The draft failed to get votes on March 23 during the first hearing when only 66 MPs supported it and 14 MPs abstained, while the quorum was 75.

The initiated draft envisaged equal political representation between women and men and civil society organizations urged the Parliament to support legislative initiative backed by 37,455 signatures.

“More women in the Parliament means stronger Parliament, stronger Constitutional system and stronger democratic system, which means that the interests will be wider represented in the Parliament”, the Parliament Speaker Irakli Kobakhidze stated at the plenary session, adding Georgia takes the 130th place amongst the world countries according to women representation.

However, after the bill was disapproved by MPs, Kobakhidze said the Parliament would return to the issue again, and that the Parliamentary majority would initiate a new bill, which will have the same principle as the one presented by the NGOs.

“This will be a bill on gender quotas, which will have the same principle - Minimum 25% representation of women in the following Parliament. As for the 2024, there will be at least 1/3 representation of female MPs,” he added.

Part of the ruling Georgian Dream as well as opposition United National Movement MPs abstained from participating in the voting. None of the Russia-affiliated Patriots Alliance and the parliamentary minority European Georgia took part in the voting as well. The bill was not supported by an independent MP, Salome Zurabishvili too.

The legislative initiative was submitted to the Parliament of Georgia on 12 June 2017. It introduced mandatory requirement for parties and blocs to prepare gender balanced lists for elections where every other candidate is of a different sex, and replace any elected member who abandons his/her mandate with the next successful candidate on the party list who is of the same sex.

If it had been approved, share of women in the 2020 Parliament would have been at least 26%.

In the last parliamentary elections women were able to secure only 16% of seats in the legislature and they account for 13.46% of elected members of City Councils.

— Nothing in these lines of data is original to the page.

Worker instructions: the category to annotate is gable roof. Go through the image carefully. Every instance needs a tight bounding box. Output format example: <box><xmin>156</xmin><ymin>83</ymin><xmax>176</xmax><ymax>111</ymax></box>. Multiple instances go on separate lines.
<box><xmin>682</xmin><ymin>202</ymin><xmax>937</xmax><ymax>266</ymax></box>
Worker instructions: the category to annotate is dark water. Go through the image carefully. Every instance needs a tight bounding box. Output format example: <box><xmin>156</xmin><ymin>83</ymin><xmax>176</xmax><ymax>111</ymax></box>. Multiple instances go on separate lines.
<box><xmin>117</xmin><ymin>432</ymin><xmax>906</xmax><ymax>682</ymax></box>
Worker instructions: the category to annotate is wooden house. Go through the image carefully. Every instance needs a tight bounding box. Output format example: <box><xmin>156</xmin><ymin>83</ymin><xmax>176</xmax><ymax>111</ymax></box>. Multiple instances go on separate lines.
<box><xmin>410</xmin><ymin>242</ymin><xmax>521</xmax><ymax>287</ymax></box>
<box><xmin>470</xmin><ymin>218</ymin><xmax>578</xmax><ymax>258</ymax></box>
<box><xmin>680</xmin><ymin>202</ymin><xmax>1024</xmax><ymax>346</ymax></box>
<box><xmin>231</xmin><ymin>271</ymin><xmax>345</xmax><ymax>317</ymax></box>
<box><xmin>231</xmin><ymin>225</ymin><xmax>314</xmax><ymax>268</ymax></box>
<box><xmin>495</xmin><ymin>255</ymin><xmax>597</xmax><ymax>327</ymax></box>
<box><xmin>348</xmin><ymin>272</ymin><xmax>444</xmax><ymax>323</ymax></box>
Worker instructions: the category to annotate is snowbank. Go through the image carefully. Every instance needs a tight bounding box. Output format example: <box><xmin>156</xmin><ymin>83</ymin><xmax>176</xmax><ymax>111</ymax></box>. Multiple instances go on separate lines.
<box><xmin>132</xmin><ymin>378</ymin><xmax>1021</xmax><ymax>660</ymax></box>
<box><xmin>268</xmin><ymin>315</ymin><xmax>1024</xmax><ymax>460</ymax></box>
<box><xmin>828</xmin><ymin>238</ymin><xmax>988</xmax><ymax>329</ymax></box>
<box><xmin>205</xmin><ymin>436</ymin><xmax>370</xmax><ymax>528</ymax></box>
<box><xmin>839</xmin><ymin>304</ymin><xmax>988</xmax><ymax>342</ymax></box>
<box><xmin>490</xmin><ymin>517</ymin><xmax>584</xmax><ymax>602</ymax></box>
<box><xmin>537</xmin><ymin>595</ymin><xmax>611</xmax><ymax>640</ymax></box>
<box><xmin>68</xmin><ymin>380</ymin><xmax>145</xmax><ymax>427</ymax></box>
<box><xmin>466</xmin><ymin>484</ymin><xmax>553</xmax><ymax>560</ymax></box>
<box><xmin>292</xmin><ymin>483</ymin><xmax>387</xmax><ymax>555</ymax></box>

The NGOs remind that the obligation to ensure gender equality is established by many international agreements, including the Convention on the Elimination of All Forms of Discrimination against Women (CEDAW) and updated EU-Georgia Association Agenda, which contain new obligations for Georgia, including the obligation to take active steps towards increasing women’s representation in political life and decision-making process.